Im Namen der Nachhaltigkeit: nach dem Lockdown zu schnell hoch?

Vertragen sich Nachhaltigkeit und die aktuellen länderübergreifenden Wirtschaftsziele? Die bisher Schwache Produktivität, mangelnde Strukturreformen und die gleichzeitige schwere Belastung der Angebots- und Nachfrageseite durch Covid-19 machen Prognosen schwierig.

 

Die optimistischen Erwartungen der Märkte und die tatsächliche wirtschaftliche Lage, bei der es aktuell darauf ankommt, klaffen auseinander. (Bild: Unsplash)

„Und trotzdem“ (wie es in Charles Aznavours berühmten Lied „Et pourtant“ heisst) könnten einzelne Länder im Namen der Nachhaltigkeit Abstimmungen treffen, die Europäische Union ihre Integration mit neuem Elan vorantreiben, die Themen Solidarität und Koordination in Angriff nehmen oder mehr Föderalismus wagen. Ein Argument für einen Aufschwung: „Nachdem sich Europa fast zwanzig Jahre überwiegend mit sich selbst beschäftigt hat, könnte der deutsch-französische Plan dem alten Europa im Wettlauf um Wettbewerbsfähigkeit und Attraktivität neues Leben einhauchen“, schreibt Laurent Denize, Global co-CIO bei ODDO BHF Assset Management. Die Expertin weiss jedoch, dass vom Wort zur Tat es noch ein langer Weg ausmachen könnte.

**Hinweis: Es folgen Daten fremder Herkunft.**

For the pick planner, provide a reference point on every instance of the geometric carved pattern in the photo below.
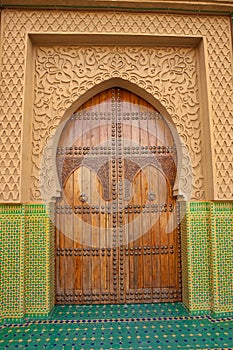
(161, 71)
(216, 30)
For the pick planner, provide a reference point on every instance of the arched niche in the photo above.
(49, 180)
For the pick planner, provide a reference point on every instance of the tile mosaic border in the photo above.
(207, 255)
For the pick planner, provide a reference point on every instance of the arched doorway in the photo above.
(117, 239)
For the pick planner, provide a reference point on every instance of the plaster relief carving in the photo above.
(63, 74)
(16, 24)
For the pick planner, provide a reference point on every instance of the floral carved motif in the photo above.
(17, 24)
(63, 74)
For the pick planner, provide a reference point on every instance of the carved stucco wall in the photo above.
(15, 26)
(169, 74)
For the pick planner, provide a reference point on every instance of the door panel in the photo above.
(117, 165)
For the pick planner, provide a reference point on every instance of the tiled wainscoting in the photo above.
(27, 259)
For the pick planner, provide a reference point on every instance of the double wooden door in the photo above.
(117, 239)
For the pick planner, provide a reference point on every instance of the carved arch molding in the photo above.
(63, 74)
(74, 70)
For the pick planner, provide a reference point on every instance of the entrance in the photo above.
(117, 239)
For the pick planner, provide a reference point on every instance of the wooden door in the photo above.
(117, 239)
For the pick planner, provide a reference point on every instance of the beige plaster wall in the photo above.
(185, 67)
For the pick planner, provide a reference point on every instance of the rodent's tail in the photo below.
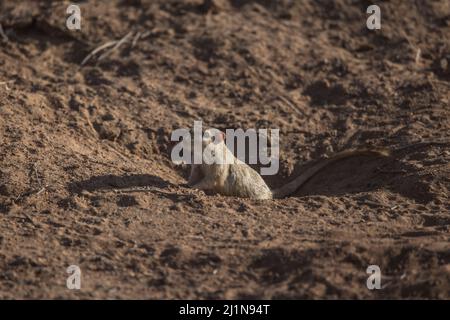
(291, 187)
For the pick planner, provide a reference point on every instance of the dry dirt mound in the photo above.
(72, 137)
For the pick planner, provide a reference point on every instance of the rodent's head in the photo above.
(213, 136)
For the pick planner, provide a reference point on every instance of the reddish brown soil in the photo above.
(71, 138)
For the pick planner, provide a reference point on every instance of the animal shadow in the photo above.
(109, 182)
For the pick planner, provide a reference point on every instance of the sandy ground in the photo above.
(71, 138)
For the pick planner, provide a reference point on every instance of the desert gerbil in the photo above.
(236, 178)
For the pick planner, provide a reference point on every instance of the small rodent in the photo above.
(236, 178)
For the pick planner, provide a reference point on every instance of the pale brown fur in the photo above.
(240, 180)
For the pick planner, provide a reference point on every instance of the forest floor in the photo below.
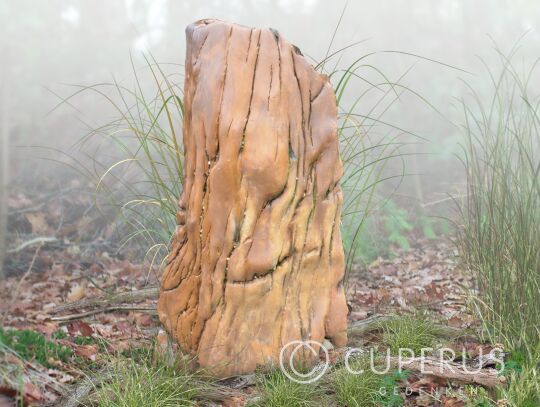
(58, 257)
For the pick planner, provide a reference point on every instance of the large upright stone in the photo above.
(257, 259)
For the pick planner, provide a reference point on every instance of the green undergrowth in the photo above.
(34, 347)
(135, 384)
(277, 390)
(501, 215)
(501, 235)
(366, 388)
(409, 332)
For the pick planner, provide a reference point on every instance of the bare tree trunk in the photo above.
(257, 259)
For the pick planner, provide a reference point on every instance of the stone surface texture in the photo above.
(257, 259)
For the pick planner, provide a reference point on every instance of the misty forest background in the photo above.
(439, 130)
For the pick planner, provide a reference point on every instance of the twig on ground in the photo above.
(71, 317)
(37, 240)
(107, 301)
(83, 389)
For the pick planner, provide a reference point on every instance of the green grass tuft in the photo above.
(408, 332)
(501, 237)
(135, 384)
(358, 390)
(277, 390)
(32, 346)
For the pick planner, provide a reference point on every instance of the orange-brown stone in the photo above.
(257, 259)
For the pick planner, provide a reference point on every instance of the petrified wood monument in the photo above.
(257, 259)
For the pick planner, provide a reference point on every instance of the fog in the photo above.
(49, 48)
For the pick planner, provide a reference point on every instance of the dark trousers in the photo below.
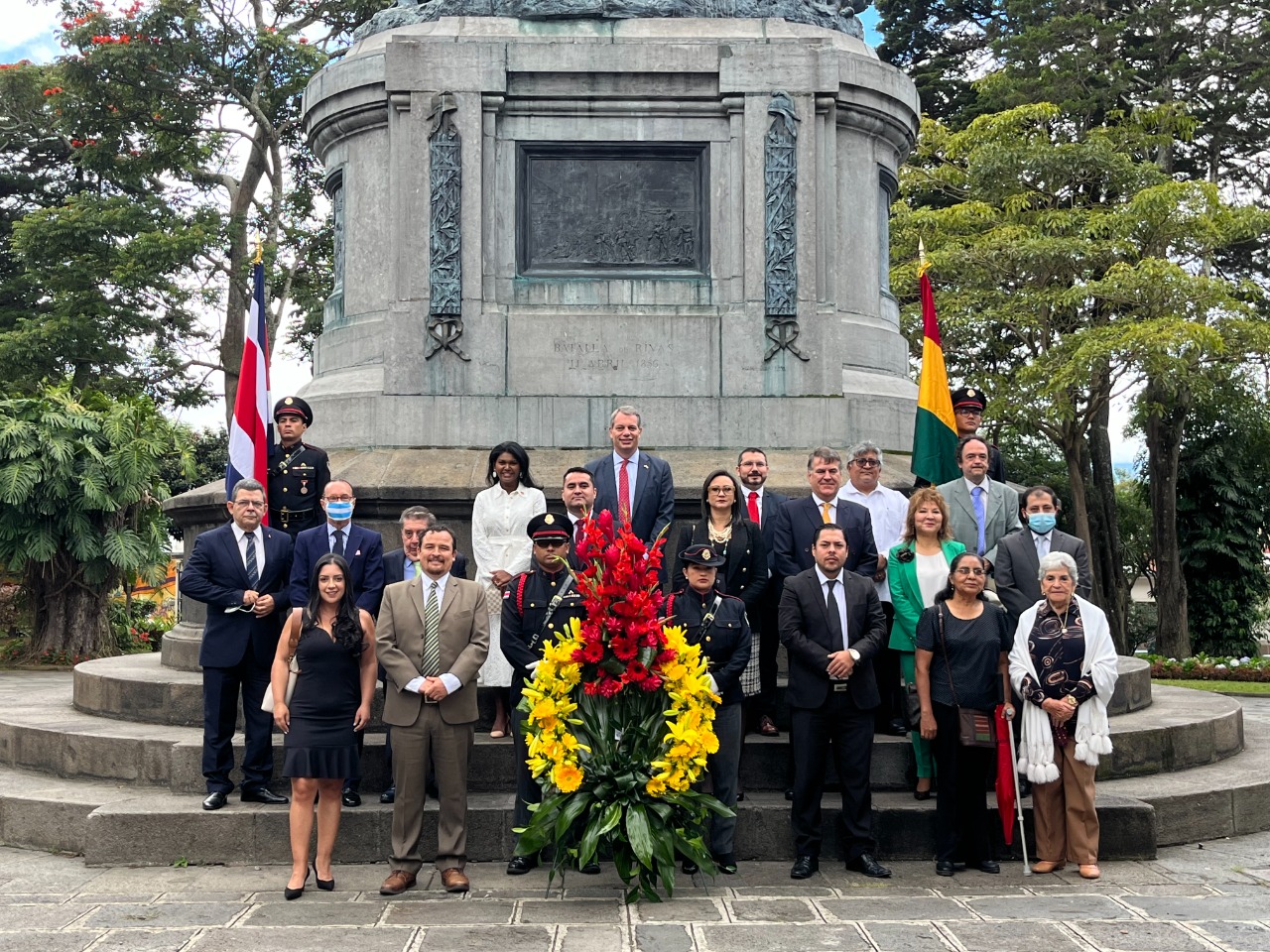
(221, 690)
(961, 807)
(839, 725)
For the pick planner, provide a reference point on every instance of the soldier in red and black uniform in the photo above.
(538, 607)
(299, 471)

Hohe und anhaltende Arbeitslosigkeit

Die optimistischen Erwartungen der Märkte und die tatsächliche wirtschaftliche Lage, bei der es aktuell darauf ankommt, die Arbeitslosigkeit insbesondere in den USA einzudämmen, driften weiter auseinander. Leider besteht das Risiko, dass sich der Arbeitsmarkt sehr viel langsamer erholt als die Produktion, da die besonders von den Kontaktbeschränkungen betroffenen Sektoren auch die meisten Menschen beschäftigen. In den USA steuert das Freizeit- und Gaststättengewerbe nur 4 Prozent zum Wachstum bei, beschäftigt jedoch 11 Prozent der erwerbsfähigen Bevölkerung. Der US-Einzelhandel kommt auf 5 bzw. 10 Prozent. Wenn beide Sektoren nur mit halber Kraft laufen (gemessen am Niveau vor Ausbruch der Pandemie), sinkt die Produktion um 4,5 Prozent, die Beschäftigung jedoch um 10,5 Prozent.

Umgekehrt tragen wenig betroffene Sektoren kaum zur Beschäftigung, aber viel mehr zum Wachstum bei: Die Finanzwirtschaft etwa kommt auf nur 6 Prozent der Arbeitsplätze, aber auf 19 Prozent des Wachstums. Im IT Sektor arbeiten 2 Prozent der Erwerbstätigen, die 5 Prozent des Wachstums erwirtschaften, heisst es im Market Flash von ODDO.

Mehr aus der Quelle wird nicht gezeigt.